Lessons from 'A Sand County Almanac'

Summer is a good time to catch up on reading. One of the books I have read this summer is a book I have intended to read for years but just got around to it -- Aldo Leopold’s "A Sand County Almanac."

A native of Burlington, Iowa, Leopold graduated from the Yale Forest School in 1909 and went to work for the newly-established U.S. Forest Service, where he served in various capacities for more than two decades. In 1933, he accepted a new chair in game management at the University of Wisconsin in Madison. Two years later, while continuing to teach, he purchased a worn-out farm in the sand country outside of Baraboo, Wis., where he and his family initiated their own ecological restoration project, planting pine trees and restoring prairie grass.

In 1948, Leopold died of a heart attack while helping fight a grass fire on a neighbor’s farm. "A Sand County Almanac" was in draft form at the time. His death came one week after he had been notified that his manuscript had been accepted for publication. The book was published a year later.

Part I of "A Sand County Almanac" reflects his love of the land as he recounts family experiences at “the shack,” their weekend refuge from “too much modernity.” He notes, “On this sand farm in Wisconsin, first worn out and then abandoned by our bigger-and-better society, we try to rebuild, with shovel and axe, what we are losing elsewhere.”

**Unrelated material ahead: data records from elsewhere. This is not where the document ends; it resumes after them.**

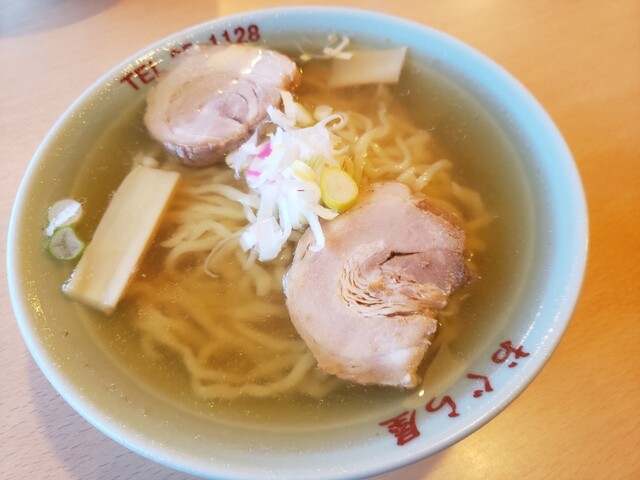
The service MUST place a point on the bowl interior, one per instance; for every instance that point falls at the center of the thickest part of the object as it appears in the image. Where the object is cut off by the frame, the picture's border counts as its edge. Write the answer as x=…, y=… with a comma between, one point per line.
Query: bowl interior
x=483, y=116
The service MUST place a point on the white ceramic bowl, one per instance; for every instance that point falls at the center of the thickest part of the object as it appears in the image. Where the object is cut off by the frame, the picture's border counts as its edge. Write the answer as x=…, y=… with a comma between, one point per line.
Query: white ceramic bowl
x=513, y=136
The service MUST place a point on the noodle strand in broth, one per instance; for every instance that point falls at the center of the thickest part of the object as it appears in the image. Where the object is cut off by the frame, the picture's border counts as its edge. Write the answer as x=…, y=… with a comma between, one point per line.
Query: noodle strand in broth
x=223, y=314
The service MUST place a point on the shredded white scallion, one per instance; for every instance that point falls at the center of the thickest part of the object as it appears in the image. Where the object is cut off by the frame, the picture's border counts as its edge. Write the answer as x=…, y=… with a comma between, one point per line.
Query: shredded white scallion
x=283, y=173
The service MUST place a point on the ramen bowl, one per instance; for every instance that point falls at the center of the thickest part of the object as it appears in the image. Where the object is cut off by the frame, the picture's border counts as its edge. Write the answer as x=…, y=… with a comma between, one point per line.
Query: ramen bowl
x=487, y=121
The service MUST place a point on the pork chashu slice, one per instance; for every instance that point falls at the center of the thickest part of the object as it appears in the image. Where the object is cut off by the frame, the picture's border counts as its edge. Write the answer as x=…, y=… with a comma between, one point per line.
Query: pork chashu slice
x=366, y=304
x=214, y=98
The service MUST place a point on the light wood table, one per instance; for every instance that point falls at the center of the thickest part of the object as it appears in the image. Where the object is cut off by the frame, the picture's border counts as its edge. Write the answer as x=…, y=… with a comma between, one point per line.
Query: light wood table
x=581, y=58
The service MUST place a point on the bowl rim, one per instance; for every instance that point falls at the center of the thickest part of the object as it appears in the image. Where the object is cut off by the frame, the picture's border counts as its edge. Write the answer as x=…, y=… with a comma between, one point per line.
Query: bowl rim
x=567, y=300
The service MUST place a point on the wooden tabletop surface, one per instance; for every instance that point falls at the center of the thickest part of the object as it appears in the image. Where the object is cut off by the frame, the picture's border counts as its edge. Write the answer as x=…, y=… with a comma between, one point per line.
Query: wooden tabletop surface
x=578, y=420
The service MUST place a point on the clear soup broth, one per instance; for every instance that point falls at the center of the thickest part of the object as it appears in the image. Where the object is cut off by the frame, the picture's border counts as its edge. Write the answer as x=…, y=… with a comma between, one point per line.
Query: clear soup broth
x=481, y=160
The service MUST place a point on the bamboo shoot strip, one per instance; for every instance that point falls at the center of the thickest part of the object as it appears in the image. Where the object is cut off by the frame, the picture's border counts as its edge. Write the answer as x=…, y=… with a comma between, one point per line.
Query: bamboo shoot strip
x=122, y=238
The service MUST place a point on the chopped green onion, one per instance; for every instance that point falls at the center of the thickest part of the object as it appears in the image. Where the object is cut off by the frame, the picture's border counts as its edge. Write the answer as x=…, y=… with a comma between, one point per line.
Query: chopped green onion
x=63, y=213
x=64, y=244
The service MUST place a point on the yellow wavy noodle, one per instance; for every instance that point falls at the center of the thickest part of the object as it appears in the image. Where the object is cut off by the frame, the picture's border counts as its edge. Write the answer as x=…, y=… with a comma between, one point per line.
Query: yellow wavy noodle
x=228, y=322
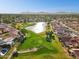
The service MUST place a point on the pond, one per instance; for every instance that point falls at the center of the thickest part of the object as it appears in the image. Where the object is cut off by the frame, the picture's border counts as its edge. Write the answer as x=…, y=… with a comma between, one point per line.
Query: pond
x=38, y=27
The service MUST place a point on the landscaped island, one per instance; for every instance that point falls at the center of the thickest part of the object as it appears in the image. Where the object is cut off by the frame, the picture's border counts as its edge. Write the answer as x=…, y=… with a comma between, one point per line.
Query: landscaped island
x=44, y=49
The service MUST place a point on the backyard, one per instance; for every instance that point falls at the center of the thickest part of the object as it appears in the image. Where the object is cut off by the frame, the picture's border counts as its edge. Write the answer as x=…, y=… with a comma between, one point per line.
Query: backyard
x=49, y=50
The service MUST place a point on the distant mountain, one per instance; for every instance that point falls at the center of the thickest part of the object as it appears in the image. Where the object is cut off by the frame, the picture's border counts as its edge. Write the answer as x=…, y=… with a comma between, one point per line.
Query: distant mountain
x=49, y=13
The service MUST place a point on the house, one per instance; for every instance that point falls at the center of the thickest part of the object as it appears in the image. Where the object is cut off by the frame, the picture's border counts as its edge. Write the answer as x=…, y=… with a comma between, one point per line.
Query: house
x=8, y=34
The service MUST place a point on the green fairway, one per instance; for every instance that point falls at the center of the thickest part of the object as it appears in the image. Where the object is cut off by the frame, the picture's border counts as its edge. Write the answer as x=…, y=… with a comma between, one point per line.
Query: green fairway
x=50, y=50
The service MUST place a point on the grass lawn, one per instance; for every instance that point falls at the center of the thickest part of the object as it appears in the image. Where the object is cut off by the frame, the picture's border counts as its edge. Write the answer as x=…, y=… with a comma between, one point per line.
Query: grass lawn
x=50, y=50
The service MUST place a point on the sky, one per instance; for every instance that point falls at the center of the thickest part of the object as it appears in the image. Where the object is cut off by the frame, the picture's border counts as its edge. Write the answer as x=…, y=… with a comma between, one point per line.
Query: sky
x=16, y=6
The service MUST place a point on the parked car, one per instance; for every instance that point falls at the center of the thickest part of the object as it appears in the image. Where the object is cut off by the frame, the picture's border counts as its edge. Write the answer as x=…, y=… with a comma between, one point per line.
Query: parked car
x=3, y=51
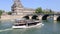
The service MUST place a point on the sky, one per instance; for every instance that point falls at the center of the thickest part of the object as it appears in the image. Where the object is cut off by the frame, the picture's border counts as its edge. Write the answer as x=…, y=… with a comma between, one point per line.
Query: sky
x=45, y=4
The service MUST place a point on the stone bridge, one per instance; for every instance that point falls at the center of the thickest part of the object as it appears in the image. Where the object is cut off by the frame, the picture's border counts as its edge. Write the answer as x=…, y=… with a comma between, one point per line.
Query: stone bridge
x=43, y=16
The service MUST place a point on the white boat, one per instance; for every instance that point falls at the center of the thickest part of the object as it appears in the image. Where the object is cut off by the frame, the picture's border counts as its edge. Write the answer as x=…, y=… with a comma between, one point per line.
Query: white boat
x=27, y=24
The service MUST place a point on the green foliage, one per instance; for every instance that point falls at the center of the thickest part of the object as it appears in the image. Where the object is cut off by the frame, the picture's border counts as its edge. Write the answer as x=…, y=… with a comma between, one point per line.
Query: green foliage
x=9, y=13
x=1, y=11
x=38, y=10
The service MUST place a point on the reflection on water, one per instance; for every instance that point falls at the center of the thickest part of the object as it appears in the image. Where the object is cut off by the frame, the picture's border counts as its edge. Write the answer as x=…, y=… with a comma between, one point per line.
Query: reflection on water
x=50, y=27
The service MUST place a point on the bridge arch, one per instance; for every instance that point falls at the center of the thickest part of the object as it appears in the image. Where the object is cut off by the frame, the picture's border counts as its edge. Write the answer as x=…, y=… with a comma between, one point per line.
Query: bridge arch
x=34, y=17
x=26, y=17
x=58, y=18
x=45, y=17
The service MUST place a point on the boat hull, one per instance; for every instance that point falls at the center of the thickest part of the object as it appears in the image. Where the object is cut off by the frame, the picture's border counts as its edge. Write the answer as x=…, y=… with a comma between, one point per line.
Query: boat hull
x=32, y=26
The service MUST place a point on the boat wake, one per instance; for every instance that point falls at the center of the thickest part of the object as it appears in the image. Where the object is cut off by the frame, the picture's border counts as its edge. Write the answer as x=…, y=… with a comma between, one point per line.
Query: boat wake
x=6, y=29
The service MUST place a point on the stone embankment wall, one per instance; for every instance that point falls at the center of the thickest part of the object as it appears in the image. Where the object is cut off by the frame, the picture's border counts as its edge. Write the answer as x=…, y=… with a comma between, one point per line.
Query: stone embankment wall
x=10, y=17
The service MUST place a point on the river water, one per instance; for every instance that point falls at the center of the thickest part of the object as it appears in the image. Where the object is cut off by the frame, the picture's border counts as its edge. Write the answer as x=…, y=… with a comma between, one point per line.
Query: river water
x=50, y=27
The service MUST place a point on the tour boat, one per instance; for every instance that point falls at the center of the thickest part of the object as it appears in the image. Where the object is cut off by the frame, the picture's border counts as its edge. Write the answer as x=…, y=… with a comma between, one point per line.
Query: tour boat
x=27, y=24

His almanac includes observations from each month, some samples of which follow:

February. “There are two spiritual dangers in not owning a farm. One is the danger of supposing that breakfast comes from the grocery, and the other that heat comes from the furnace. To avoid the first danger, one should plant a garden, preferably where there is no grocer to confuse the issue. To avoid the second, he should lay a split of good oak on the andirons, preferably where there is no furnace, and let it warm his shins while a February blizzard tosses the trees outside.”

May. “When dandelions have set the mark of May on Wisconsin pastures, it is time to listen for the final proof of spring. Sit down on a tussock, cock your ears at the sky, dial out the bedlam of meadowlarks and redwings, and soon you may hear it: the flight-song of the upland plover, just now back from the Argentine.”

July. “We sally forth, the dog and I, at random ... What we find is beyond predicting: a rabbit, suddenly yearning to be elsewhere; a woodcock, fluttering his disclaimer; a cock pheasant, indignant over wetting his feathers in the grass [laden with dew.]”

November. “Every farm woodland, in addition to yielding lumber, fuel, and posts, should provide its owner a liberal education. This crop of wisdom never fails, but it is not always harvested.”